Excessive drinking in pets should not be taken lightly. Average intake of water for a 20lb. dog is about 3-4 cups. A 10lb. cat drinks about 2-4 oz. or 6 teaspoons per pound. Pets that eat only dry food may drink more. During the heat of summer, pets may drink more too. The larger the pet, the more s/he will drink.
Abnormal or excessive thirst is known as polydipsia. The thirstier a pet is, the more s/he will drink to excess. This often leads to polyuria, frequent and large amounts of urine excreted.
Excessive drinking usually indicates a more serious problem. Some diseases to be aware of are kidney failure, liver disease, diabetes mellitus (type 2 diabetes, slow onset), pyometra (uterine infection), high blood calcium, pituitary gland abnormalities, Cushing’s Disease (hyperthyroidism, adrenal glands malfunction causing kidney problems), nephrogenic (relating to the kidneys) diabetes insipidus (rare in cats, a condition preventing the body from retaining water which can lead to dehydration).
In order to measure the amount of water your pet is drinking, fill the pet’s bowl measuring the amount as you do so. At the end of 24 hours, measure the amount that’s left. This will give you a good idea of how much water your pet is drinking daily.
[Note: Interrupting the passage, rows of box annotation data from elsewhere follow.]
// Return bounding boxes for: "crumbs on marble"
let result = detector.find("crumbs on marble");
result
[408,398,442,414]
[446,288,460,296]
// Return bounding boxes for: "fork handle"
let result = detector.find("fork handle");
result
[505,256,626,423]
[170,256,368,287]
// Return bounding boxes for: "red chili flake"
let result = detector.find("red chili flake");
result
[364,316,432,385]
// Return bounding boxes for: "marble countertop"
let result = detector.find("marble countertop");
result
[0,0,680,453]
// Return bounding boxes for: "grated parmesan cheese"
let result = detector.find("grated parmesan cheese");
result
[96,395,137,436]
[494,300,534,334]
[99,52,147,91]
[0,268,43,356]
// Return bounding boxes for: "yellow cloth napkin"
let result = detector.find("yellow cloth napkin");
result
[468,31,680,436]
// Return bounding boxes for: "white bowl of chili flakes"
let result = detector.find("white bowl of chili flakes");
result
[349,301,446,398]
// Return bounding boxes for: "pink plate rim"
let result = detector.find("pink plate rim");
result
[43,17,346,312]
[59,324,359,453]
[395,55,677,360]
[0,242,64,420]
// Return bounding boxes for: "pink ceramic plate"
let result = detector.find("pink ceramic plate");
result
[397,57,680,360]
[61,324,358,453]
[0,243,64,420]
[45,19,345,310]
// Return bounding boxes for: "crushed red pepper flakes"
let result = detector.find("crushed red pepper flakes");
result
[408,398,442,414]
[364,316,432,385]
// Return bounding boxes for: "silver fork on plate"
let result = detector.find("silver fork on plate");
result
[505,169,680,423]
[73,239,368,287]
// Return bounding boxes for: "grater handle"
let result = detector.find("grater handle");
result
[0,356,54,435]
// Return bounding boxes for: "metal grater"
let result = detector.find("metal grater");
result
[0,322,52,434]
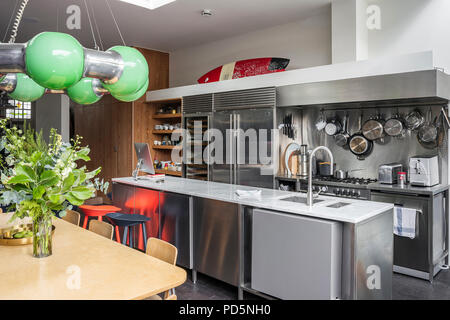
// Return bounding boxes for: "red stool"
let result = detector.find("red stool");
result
[79,205,122,233]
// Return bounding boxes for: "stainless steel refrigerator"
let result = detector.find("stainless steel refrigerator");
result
[210,88,275,188]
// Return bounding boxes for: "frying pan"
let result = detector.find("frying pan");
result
[384,112,405,137]
[405,110,425,130]
[417,108,438,146]
[325,118,342,136]
[361,115,384,141]
[334,113,350,147]
[348,113,373,160]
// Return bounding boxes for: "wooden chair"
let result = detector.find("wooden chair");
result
[89,220,114,240]
[146,238,178,300]
[62,210,80,226]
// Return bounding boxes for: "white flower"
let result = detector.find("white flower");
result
[61,167,72,180]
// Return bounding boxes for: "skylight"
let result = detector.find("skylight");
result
[119,0,176,10]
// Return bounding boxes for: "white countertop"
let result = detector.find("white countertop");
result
[112,176,394,224]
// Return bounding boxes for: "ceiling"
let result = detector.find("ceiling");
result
[0,0,331,52]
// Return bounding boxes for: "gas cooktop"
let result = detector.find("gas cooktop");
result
[313,176,377,186]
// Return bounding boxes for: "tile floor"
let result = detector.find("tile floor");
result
[176,270,450,300]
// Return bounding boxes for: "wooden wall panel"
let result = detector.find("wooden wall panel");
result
[71,48,169,186]
[132,48,169,167]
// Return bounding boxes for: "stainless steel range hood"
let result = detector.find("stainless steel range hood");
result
[277,70,450,107]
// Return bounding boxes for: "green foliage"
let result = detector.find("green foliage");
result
[0,120,108,221]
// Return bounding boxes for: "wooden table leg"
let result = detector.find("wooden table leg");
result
[115,226,120,243]
[83,216,89,229]
[122,227,128,245]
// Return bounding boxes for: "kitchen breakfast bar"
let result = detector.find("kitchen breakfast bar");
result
[113,176,394,299]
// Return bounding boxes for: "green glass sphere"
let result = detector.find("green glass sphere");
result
[8,73,45,102]
[67,78,102,104]
[111,78,148,102]
[25,32,84,90]
[103,46,148,96]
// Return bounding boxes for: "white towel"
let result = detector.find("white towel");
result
[394,207,417,239]
[236,190,261,198]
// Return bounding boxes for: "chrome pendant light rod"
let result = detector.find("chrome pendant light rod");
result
[0,73,17,93]
[0,43,25,74]
[83,48,124,84]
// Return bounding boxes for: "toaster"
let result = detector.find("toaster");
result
[409,156,439,187]
[378,163,403,184]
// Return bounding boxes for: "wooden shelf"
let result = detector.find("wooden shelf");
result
[153,113,181,119]
[152,130,175,134]
[152,146,181,150]
[145,98,182,104]
[155,169,182,177]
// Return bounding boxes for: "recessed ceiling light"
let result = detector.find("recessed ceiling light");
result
[202,9,212,17]
[119,0,176,10]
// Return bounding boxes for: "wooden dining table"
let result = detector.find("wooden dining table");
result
[0,218,186,300]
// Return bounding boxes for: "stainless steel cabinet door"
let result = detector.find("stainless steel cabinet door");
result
[159,192,192,269]
[234,109,274,189]
[251,209,342,299]
[134,188,159,238]
[371,192,430,272]
[211,111,234,183]
[193,198,239,286]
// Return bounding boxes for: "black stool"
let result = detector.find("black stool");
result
[105,212,150,251]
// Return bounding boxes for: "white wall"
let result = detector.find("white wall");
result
[368,0,450,73]
[170,8,331,87]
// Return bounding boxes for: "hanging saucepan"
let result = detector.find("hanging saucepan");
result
[405,110,425,130]
[384,112,405,137]
[417,108,438,149]
[436,113,446,148]
[348,113,373,160]
[361,115,384,141]
[334,113,350,147]
[325,118,342,136]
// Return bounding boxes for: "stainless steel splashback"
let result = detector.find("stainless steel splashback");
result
[277,70,450,107]
[298,106,448,183]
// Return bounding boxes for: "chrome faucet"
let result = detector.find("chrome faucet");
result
[306,146,334,207]
[132,159,144,181]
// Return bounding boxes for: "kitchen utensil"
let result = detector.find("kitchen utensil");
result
[378,163,403,184]
[325,118,342,136]
[348,113,373,160]
[441,107,450,128]
[298,144,309,177]
[405,110,425,130]
[384,113,405,137]
[284,142,301,176]
[316,110,327,131]
[334,170,348,179]
[334,113,350,147]
[319,161,333,176]
[409,156,439,187]
[417,108,438,147]
[361,115,384,141]
[397,172,406,188]
[436,113,446,148]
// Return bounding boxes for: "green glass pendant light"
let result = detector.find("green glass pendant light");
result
[111,78,148,102]
[67,78,102,105]
[103,46,148,96]
[25,32,84,90]
[0,0,149,105]
[9,73,45,102]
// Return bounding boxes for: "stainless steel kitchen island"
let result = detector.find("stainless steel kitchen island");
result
[113,177,393,299]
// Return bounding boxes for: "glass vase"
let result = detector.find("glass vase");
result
[33,217,52,258]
If you suspect your pet is drinking excessively, take him/her to the veterinarian for a checkup. Your vet will measure urine concentration, will palpate the abdomen to check liver and kidneys, check the thyroid gland. In females your vet will look for any vaginal discharge or abnormal odor or color. Your vet will ask you if there has been any weight loss, appetite change, accidents at home, etc. After further testing, your vet can determine what the problem is and advise necessary treatment.
Do not limit water intake until directed by your veterinarian.